Christopher Lee incarne un calife maléfique dans cette aventure des Mille et une nuits sous influence du Voleur de Bagdad

ARABIAN ADVENTURE

 1979 – GB

 

Réalisé par Kevin Connor

 

Avec Christopher Lee, Milo O’Shea, Oliver Tobias, Emma Samms, Puneet Sira, John Wyman, John Ratzenberger, Capucine, Mickey Rooney, Peter Cushing

 

THEMA MILLE ET UNE NUITS

La collaboration entre le réalisateur Kevin Connor et le producteur John Dark aura été particulièrement fructueuse dans les années 70, permettant au grand public de découvrir toute une série de films d’aventures fantastiques gorgés de créatures gigantesques et de personnages pittoresques. Ainsi, après Le Sixième continent, Centre Terre : septième continent et Le Continent oublié, conçus pour la compagnie Amicus, Connor et Dark poursuivent ce cycle riche en monstres et merveilles avec Les Sept cités d’Atlantis et Le Trésor de la montagne sacrée pour le compte de EMI Films. Écrit par Brian Hayles, qui fut un auteur régulier de la série Doctor Who entre 1966 et 1974, le scénario du Trésor de la montagne sacrée cherche à retrouver la magie des films des 1001 nuits tels qu’ils furent popularisés dans les longs-métrages des frères Korda et de Ray Harryhausen. Contacté pour y jouer le grand méchant, Christopher Lee accepte sans hésitation. « Je n’ai pas pu résister », avoue-t-il. « C’est un très bon scénario de Brian Hayles, qui s’inscrit dans le genre du véritable conte de fées, où la romance et la beauté côtoient le genre de méchanceté et de violence qui, depuis des temps immémoriaux, fait délicieusement frissonner les enfants de tous les pays. » (1)

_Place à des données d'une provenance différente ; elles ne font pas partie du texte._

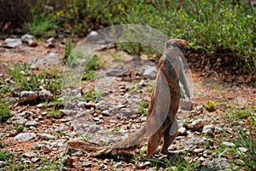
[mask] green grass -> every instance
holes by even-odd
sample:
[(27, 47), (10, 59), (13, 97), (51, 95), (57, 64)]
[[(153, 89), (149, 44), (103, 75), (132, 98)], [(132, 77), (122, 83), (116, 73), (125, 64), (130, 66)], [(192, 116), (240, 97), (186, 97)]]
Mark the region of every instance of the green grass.
[(145, 116), (148, 115), (148, 102), (143, 101), (137, 113), (141, 115), (145, 115)]
[(9, 117), (10, 117), (9, 104), (0, 100), (0, 123), (5, 122)]
[(32, 9), (32, 20), (26, 23), (24, 28), (35, 37), (47, 37), (55, 36), (55, 31), (49, 30), (56, 26), (55, 20), (45, 16), (44, 13), (36, 14), (35, 9)]

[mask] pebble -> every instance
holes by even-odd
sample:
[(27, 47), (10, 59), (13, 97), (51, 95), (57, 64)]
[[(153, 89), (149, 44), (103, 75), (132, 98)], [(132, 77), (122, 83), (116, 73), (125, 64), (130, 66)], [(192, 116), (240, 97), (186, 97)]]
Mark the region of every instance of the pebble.
[(227, 145), (227, 146), (236, 146), (234, 143), (231, 142), (222, 142), (223, 145)]
[(20, 133), (15, 137), (15, 140), (23, 140), (23, 141), (28, 141), (34, 138), (36, 138), (37, 135), (33, 133)]
[(53, 97), (53, 94), (50, 93), (50, 91), (48, 91), (46, 89), (42, 89), (38, 93), (38, 98), (42, 101), (50, 100), (50, 99), (52, 99), (52, 97)]
[(204, 111), (204, 106), (203, 105), (197, 105), (195, 107), (194, 110), (191, 111), (191, 113), (195, 115), (199, 115), (201, 113), (203, 113)]
[(15, 136), (18, 134), (18, 131), (16, 129), (12, 129), (9, 131), (9, 136)]
[(62, 158), (61, 162), (65, 166), (73, 167), (73, 163), (74, 161), (71, 157), (66, 156)]
[(31, 159), (31, 161), (32, 161), (32, 162), (39, 162), (39, 161), (40, 161), (40, 158), (38, 158), (38, 157), (32, 157), (32, 158)]
[(186, 135), (187, 134), (187, 129), (184, 127), (181, 127), (177, 130), (177, 135)]
[(201, 153), (202, 151), (204, 151), (204, 149), (202, 149), (202, 148), (195, 149), (195, 150), (193, 151), (193, 152), (195, 152), (195, 154)]
[(213, 129), (214, 129), (213, 125), (206, 125), (203, 128), (202, 133), (207, 134), (212, 134)]
[(37, 125), (38, 125), (38, 123), (36, 121), (27, 121), (25, 123), (26, 127), (30, 127), (30, 126), (36, 127)]
[(91, 166), (91, 161), (84, 161), (83, 162), (82, 162), (82, 166), (83, 167), (85, 167), (85, 168), (90, 168), (90, 166)]
[(156, 73), (157, 70), (154, 63), (150, 65), (145, 64), (142, 66), (141, 74), (147, 78), (154, 80), (156, 77)]
[(41, 138), (44, 140), (55, 140), (55, 137), (51, 135), (51, 134), (41, 134)]
[(61, 133), (64, 131), (67, 131), (67, 127), (65, 126), (58, 127), (57, 128), (55, 128), (55, 132), (57, 133)]
[(20, 38), (6, 38), (2, 44), (3, 47), (15, 48), (22, 44)]
[(13, 124), (20, 124), (20, 125), (23, 125), (26, 121), (26, 119), (25, 119), (22, 117), (13, 117), (11, 120)]
[(38, 94), (33, 91), (21, 91), (20, 100), (22, 102), (34, 101), (38, 99)]
[(199, 129), (199, 128), (201, 128), (203, 126), (204, 126), (203, 120), (202, 119), (198, 119), (198, 120), (195, 120), (195, 121), (192, 122), (192, 123), (190, 125), (190, 128), (194, 128), (194, 129)]
[(29, 151), (25, 152), (23, 154), (23, 156), (31, 158), (31, 157), (36, 157), (37, 154)]

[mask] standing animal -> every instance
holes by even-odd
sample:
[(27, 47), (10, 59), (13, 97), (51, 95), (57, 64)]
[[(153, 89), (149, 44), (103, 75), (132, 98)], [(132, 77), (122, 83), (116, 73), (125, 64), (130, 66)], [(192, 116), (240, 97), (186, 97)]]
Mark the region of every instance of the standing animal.
[(175, 140), (178, 129), (176, 114), (182, 94), (179, 81), (183, 85), (186, 95), (190, 98), (180, 57), (186, 46), (186, 42), (182, 39), (171, 39), (166, 43), (164, 54), (159, 60), (159, 71), (144, 126), (109, 147), (73, 140), (68, 141), (68, 145), (73, 148), (95, 149), (97, 152), (120, 153), (137, 148), (148, 139), (147, 157), (150, 157), (155, 152), (161, 137), (164, 137), (161, 153), (168, 154), (167, 149)]

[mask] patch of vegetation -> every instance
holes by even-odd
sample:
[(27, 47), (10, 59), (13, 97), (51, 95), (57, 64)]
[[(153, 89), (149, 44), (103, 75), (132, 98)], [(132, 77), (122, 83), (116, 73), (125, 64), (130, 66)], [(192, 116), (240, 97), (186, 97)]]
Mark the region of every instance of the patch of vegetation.
[(141, 115), (145, 115), (145, 116), (148, 115), (148, 102), (143, 101), (137, 113)]
[(0, 100), (0, 123), (5, 122), (10, 117), (9, 104)]
[(45, 16), (44, 13), (35, 14), (35, 9), (32, 9), (32, 20), (26, 23), (24, 28), (28, 30), (29, 33), (35, 37), (54, 37), (55, 31), (49, 31), (54, 29), (57, 24), (55, 20)]
[(205, 108), (208, 111), (216, 111), (215, 108), (215, 101), (213, 100), (208, 100), (205, 105), (204, 105)]
[(96, 100), (100, 96), (100, 94), (96, 92), (93, 88), (90, 89), (89, 91), (85, 92), (82, 94), (82, 99), (86, 102), (90, 100)]
[(11, 152), (9, 150), (1, 150), (0, 151), (0, 160), (7, 161), (12, 156)]

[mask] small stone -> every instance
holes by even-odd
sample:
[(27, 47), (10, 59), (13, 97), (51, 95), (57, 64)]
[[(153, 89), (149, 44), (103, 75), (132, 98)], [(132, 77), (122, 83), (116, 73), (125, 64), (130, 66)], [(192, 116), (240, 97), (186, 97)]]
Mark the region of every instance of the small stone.
[(5, 165), (5, 161), (0, 161), (0, 168), (3, 168)]
[(213, 125), (206, 125), (203, 128), (202, 133), (207, 134), (212, 134)]
[(9, 131), (9, 136), (13, 137), (15, 136), (18, 134), (18, 131), (16, 129), (12, 129)]
[(204, 106), (203, 105), (197, 105), (195, 107), (194, 110), (191, 111), (191, 113), (195, 115), (199, 115), (201, 113), (203, 113), (204, 111)]
[(25, 35), (21, 36), (20, 38), (23, 43), (27, 43), (28, 40), (32, 40), (32, 39), (33, 39), (33, 37), (34, 37), (31, 34), (25, 34)]
[(51, 135), (51, 134), (41, 134), (41, 138), (44, 140), (55, 140), (55, 137)]
[(187, 134), (187, 129), (184, 127), (181, 127), (177, 130), (177, 135), (186, 135)]
[(124, 69), (124, 66), (119, 65), (113, 68), (109, 69), (106, 75), (108, 77), (117, 77), (121, 76), (125, 72), (125, 70)]
[(23, 154), (23, 156), (31, 158), (36, 157), (37, 154), (32, 151), (26, 151), (26, 153)]
[(15, 137), (15, 140), (23, 140), (23, 141), (28, 141), (34, 138), (36, 138), (36, 134), (33, 133), (20, 133)]
[(38, 157), (32, 157), (32, 158), (31, 159), (31, 161), (32, 161), (32, 162), (39, 162), (39, 161), (40, 161), (40, 158), (38, 158)]
[(55, 128), (56, 133), (61, 133), (64, 131), (67, 131), (67, 127), (65, 127), (65, 126), (58, 127), (57, 128)]
[(13, 117), (12, 118), (12, 123), (13, 124), (20, 124), (23, 125), (26, 123), (26, 119), (25, 119), (22, 117)]
[(15, 48), (22, 44), (20, 38), (6, 38), (2, 44), (3, 47)]
[(202, 119), (198, 119), (198, 120), (193, 121), (190, 125), (191, 128), (194, 128), (194, 129), (201, 128), (203, 126), (204, 126), (204, 122)]
[(222, 144), (227, 146), (236, 146), (236, 145), (231, 142), (222, 142)]
[(214, 128), (214, 133), (218, 134), (218, 133), (222, 133), (224, 130), (222, 128), (219, 127), (215, 127)]
[(30, 127), (30, 126), (36, 127), (37, 125), (38, 125), (38, 123), (36, 121), (27, 121), (25, 123), (26, 127)]
[(110, 116), (110, 112), (109, 112), (108, 110), (102, 111), (102, 114), (105, 117), (109, 117)]
[(238, 150), (241, 152), (247, 152), (248, 151), (248, 149), (244, 148), (244, 147), (238, 147)]
[(90, 168), (91, 166), (91, 161), (84, 161), (82, 166), (84, 168)]
[(38, 94), (33, 91), (21, 91), (20, 99), (22, 102), (34, 101), (38, 99)]
[(98, 121), (100, 121), (101, 119), (99, 118), (99, 117), (93, 117), (92, 118), (95, 122), (98, 122)]
[(73, 167), (73, 163), (74, 161), (71, 157), (66, 156), (62, 158), (61, 162), (65, 166)]
[(43, 144), (34, 144), (32, 147), (32, 150), (41, 150), (43, 149), (43, 147), (44, 146), (44, 145)]
[(204, 151), (204, 149), (202, 149), (202, 148), (200, 148), (200, 149), (195, 149), (195, 150), (193, 151), (193, 152), (195, 152), (195, 154), (201, 153), (202, 151)]
[(52, 97), (53, 97), (53, 94), (50, 93), (50, 91), (48, 91), (46, 89), (42, 89), (38, 93), (38, 98), (39, 98), (39, 100), (41, 100), (43, 101), (50, 100), (50, 99), (52, 99)]
[(147, 78), (154, 79), (156, 77), (157, 70), (154, 63), (150, 64), (150, 66), (145, 64), (142, 66), (141, 73)]
[(85, 108), (85, 101), (79, 101), (78, 102), (78, 107), (81, 108), (81, 109), (84, 109)]

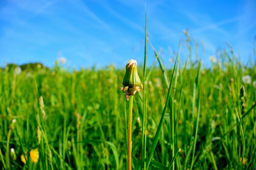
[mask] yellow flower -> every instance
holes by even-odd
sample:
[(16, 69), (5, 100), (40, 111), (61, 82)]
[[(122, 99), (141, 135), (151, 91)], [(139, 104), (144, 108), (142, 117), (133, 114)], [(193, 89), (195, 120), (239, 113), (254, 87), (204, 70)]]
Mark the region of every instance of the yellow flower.
[[(27, 153), (26, 153), (26, 154)], [(37, 149), (32, 149), (30, 150), (30, 159), (31, 159), (32, 162), (36, 163), (38, 162), (39, 159), (39, 152)], [(26, 164), (26, 160), (27, 159), (27, 156), (24, 156), (24, 155), (21, 155), (20, 156), (21, 161), (23, 163)]]

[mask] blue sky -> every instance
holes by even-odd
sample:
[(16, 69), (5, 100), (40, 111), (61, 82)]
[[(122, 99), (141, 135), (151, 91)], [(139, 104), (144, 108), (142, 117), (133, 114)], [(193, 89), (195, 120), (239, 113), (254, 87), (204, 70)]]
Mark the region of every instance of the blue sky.
[[(66, 66), (80, 67), (131, 58), (143, 61), (145, 1), (1, 0), (0, 66), (42, 62), (52, 66), (59, 57)], [(170, 50), (177, 52), (189, 28), (205, 64), (226, 41), (243, 60), (253, 57), (256, 36), (255, 1), (146, 1), (148, 37), (161, 57), (171, 64)], [(148, 48), (150, 46), (148, 45)], [(185, 52), (185, 46), (182, 50)], [(183, 49), (183, 50), (182, 50)], [(148, 64), (154, 60), (148, 50)], [(185, 60), (186, 55), (180, 56)]]

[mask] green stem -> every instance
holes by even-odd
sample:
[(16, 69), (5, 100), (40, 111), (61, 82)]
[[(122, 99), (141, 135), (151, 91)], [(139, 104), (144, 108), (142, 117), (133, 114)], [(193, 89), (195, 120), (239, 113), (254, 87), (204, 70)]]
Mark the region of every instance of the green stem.
[(11, 136), (11, 132), (12, 132), (12, 129), (10, 129), (7, 136), (6, 156), (7, 169), (10, 169), (9, 142), (10, 142), (10, 138)]
[(133, 96), (130, 96), (128, 115), (127, 170), (132, 169), (132, 121)]

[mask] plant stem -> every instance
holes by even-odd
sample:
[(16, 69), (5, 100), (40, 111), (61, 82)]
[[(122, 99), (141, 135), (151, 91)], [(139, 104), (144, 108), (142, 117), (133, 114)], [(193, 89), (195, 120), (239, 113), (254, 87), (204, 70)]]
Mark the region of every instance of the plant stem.
[(7, 136), (7, 144), (6, 144), (6, 165), (7, 165), (7, 169), (10, 169), (10, 157), (9, 157), (9, 142), (10, 142), (10, 138), (11, 136), (12, 129), (9, 129), (8, 134)]
[(130, 96), (128, 115), (127, 170), (132, 169), (132, 121), (133, 96)]

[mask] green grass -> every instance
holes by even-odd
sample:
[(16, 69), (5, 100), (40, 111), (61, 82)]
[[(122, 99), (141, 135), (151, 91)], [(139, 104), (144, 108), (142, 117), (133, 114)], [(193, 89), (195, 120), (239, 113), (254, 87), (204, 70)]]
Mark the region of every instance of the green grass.
[[(133, 169), (256, 169), (256, 64), (243, 65), (230, 48), (218, 52), (220, 63), (205, 67), (191, 59), (193, 43), (187, 37), (176, 66), (166, 69), (149, 44), (154, 53), (148, 56), (154, 54), (155, 60), (139, 67), (145, 91), (134, 99)], [(188, 52), (185, 63), (180, 50)], [(128, 102), (118, 89), (124, 68), (68, 71), (56, 64), (19, 74), (0, 70), (0, 167), (125, 169)], [(250, 84), (241, 81), (246, 74)], [(138, 117), (142, 125), (134, 121)], [(34, 148), (38, 162), (28, 155), (24, 164), (20, 155)]]

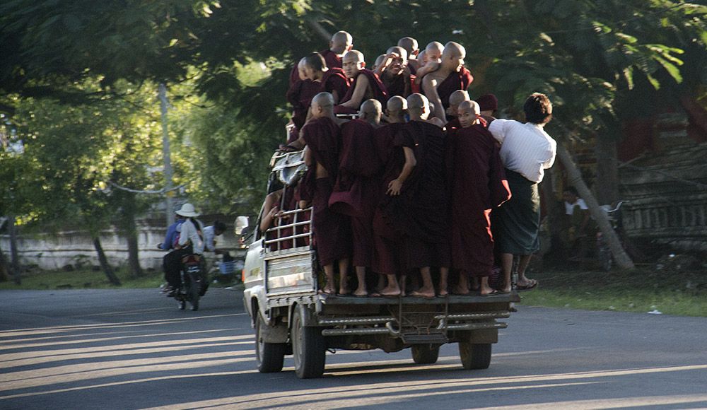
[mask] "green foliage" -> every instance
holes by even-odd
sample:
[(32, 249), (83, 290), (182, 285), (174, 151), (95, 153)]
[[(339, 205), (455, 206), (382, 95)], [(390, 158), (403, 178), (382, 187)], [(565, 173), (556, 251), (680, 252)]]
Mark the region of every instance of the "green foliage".
[[(476, 77), (472, 97), (493, 92), (515, 115), (544, 92), (563, 131), (618, 135), (622, 119), (656, 110), (657, 99), (703, 89), (706, 14), (672, 0), (8, 0), (0, 112), (17, 110), (28, 152), (0, 158), (18, 164), (0, 172), (20, 178), (13, 206), (27, 214), (72, 189), (86, 201), (69, 201), (66, 213), (119, 208), (107, 180), (158, 189), (154, 84), (165, 82), (175, 182), (214, 210), (252, 206), (284, 139), (290, 68), (327, 47), (322, 29), (350, 32), (369, 63), (403, 36), (421, 48), (457, 41)], [(30, 177), (41, 189), (21, 200)], [(10, 188), (0, 190), (8, 204)]]

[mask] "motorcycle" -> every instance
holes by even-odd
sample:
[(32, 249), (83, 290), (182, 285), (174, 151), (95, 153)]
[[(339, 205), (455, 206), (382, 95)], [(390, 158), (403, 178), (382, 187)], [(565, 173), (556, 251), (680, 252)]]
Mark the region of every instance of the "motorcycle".
[(187, 254), (182, 258), (180, 286), (173, 295), (179, 303), (180, 310), (187, 308), (187, 302), (192, 305), (192, 310), (199, 310), (199, 300), (206, 294), (209, 288), (201, 256)]

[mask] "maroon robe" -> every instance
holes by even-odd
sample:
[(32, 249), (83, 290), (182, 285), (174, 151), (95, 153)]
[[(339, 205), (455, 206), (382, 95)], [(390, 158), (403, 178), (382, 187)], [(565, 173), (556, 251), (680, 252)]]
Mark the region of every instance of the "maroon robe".
[(498, 150), (481, 125), (448, 133), (452, 267), (464, 274), (488, 276), (493, 266), (489, 214), (510, 198)]
[[(346, 95), (341, 98), (339, 103), (342, 104), (351, 99), (351, 97), (354, 96), (354, 90), (356, 90), (356, 81), (362, 75), (366, 76), (368, 78), (369, 88), (363, 95), (363, 100), (361, 102), (361, 104), (363, 103), (363, 101), (369, 98), (373, 98), (373, 100), (378, 100), (385, 107), (388, 102), (388, 93), (385, 90), (385, 86), (380, 82), (380, 78), (378, 78), (378, 76), (375, 73), (368, 69), (362, 69), (358, 71), (358, 74), (356, 74), (356, 76), (351, 82), (351, 87), (349, 88), (349, 92), (346, 93)], [(370, 93), (373, 93), (373, 95), (370, 95)], [(356, 112), (358, 111), (358, 109), (351, 110), (348, 107), (337, 105), (335, 111), (337, 113)]]
[(351, 222), (349, 218), (329, 208), (329, 198), (334, 188), (339, 168), (339, 126), (330, 118), (312, 119), (302, 129), (308, 148), (317, 163), (329, 176), (316, 177), (316, 167), (310, 167), (300, 184), (305, 185), (303, 199), (310, 199), (317, 256), (322, 266), (351, 256)]
[(462, 124), (459, 122), (458, 117), (452, 117), (449, 118), (449, 122), (445, 127), (447, 128), (447, 131), (449, 131), (452, 128), (462, 128)]
[(335, 67), (325, 71), (320, 91), (326, 91), (332, 95), (336, 91), (339, 99), (343, 98), (349, 92), (349, 78), (344, 70)]
[(399, 197), (387, 195), (388, 184), (398, 177), (405, 164), (402, 148), (395, 145), (395, 136), (404, 127), (393, 123), (375, 130), (376, 153), (382, 165), (379, 178), (378, 206), (373, 213), (373, 259), (371, 268), (377, 274), (399, 275), (404, 264), (402, 233), (393, 221), (399, 204)]
[(287, 102), (292, 105), (292, 122), (299, 130), (307, 120), (312, 98), (320, 92), (321, 85), (311, 80), (299, 80), (287, 90)]
[(341, 57), (337, 55), (337, 53), (332, 52), (330, 49), (325, 49), (324, 51), (319, 52), (319, 54), (322, 54), (324, 57), (324, 61), (327, 63), (327, 68), (328, 69), (340, 69), (341, 68)]
[(374, 138), (375, 129), (362, 119), (341, 126), (339, 173), (329, 207), (351, 217), (354, 266), (370, 266), (373, 252), (373, 221), (380, 168)]
[(411, 93), (412, 81), (409, 76), (399, 74), (397, 76), (386, 76), (385, 73), (380, 77), (380, 81), (385, 86), (385, 90), (388, 93), (388, 98), (393, 95), (399, 95), (403, 98)]
[(403, 231), (407, 269), (450, 264), (445, 139), (441, 128), (424, 121), (408, 122), (395, 138), (396, 145), (412, 149), (417, 163), (394, 220)]
[(457, 90), (464, 90), (469, 88), (474, 76), (466, 67), (462, 66), (459, 71), (450, 73), (447, 78), (437, 86), (437, 95), (442, 101), (445, 110), (449, 108), (449, 96)]
[[(341, 57), (337, 55), (337, 53), (332, 52), (332, 50), (324, 50), (319, 52), (319, 54), (322, 54), (324, 57), (325, 62), (327, 63), (327, 68), (341, 68)], [(290, 86), (294, 85), (295, 83), (300, 81), (300, 73), (297, 69), (298, 64), (299, 64), (299, 60), (295, 62), (295, 65), (290, 70)], [(342, 94), (343, 95), (343, 94)], [(339, 95), (341, 97), (341, 95)]]

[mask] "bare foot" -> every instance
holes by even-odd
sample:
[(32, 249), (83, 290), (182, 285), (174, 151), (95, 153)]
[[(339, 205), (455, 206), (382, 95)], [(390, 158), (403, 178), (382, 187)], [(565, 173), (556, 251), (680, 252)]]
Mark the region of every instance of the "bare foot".
[(414, 298), (425, 298), (426, 299), (431, 299), (436, 296), (433, 288), (420, 288), (418, 291), (410, 292), (410, 295)]
[(364, 298), (368, 295), (368, 291), (366, 290), (366, 288), (357, 288), (356, 291), (354, 291), (354, 295)]
[(479, 293), (481, 296), (486, 296), (486, 295), (491, 295), (493, 293), (496, 293), (498, 291), (496, 289), (492, 289), (489, 285), (481, 284), (479, 286)]
[(397, 286), (386, 286), (380, 290), (381, 296), (399, 296), (400, 288)]
[(327, 283), (324, 288), (322, 289), (321, 292), (325, 295), (334, 295), (337, 293), (337, 290), (334, 288), (334, 285)]

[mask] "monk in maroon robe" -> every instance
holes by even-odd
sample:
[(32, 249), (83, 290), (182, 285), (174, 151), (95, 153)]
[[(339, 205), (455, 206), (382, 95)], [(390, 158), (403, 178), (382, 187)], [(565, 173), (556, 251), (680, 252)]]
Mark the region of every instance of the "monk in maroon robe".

Lee entre donc avec enthousiasme dans la peau du tyrannique calife Al-Quazar, qui a emprisonné son âme dans un miroir et ne rêve que de puissance absolue, comme tout bon vilain qui se respecte. Mais pour obtenir les pleins pouvoirs qu’il convoite, il lui faut s’emparer d’une rose magique cachée dans l’île enchantée d’El-Il et uniquement accessible à un être au cœur pur. Il enrôle donc l’intrépide Hasan (Oliver Tobias) – un imposteur qui se fait passer pour un prince – et lui promet la main de Zuleira (Emma Samms), sa propre fille, en échange de la précieuse relique. Accompagné du jeune voleur Majeed (Puneet Sira) et de son singe de compagnie, Hasan part aussitôt à l’aventure. Après avoir bravé un génie maléfique jailli d’une bouteille, des dragons mécaniques crachant des torrents de feu et des monstres tapis dans les marécages, la Rose d’El-Il est enfin à leur portée. Mais Hasan découvre que son commanditaire n’a jamais eu l’intention de tenir sa promesse…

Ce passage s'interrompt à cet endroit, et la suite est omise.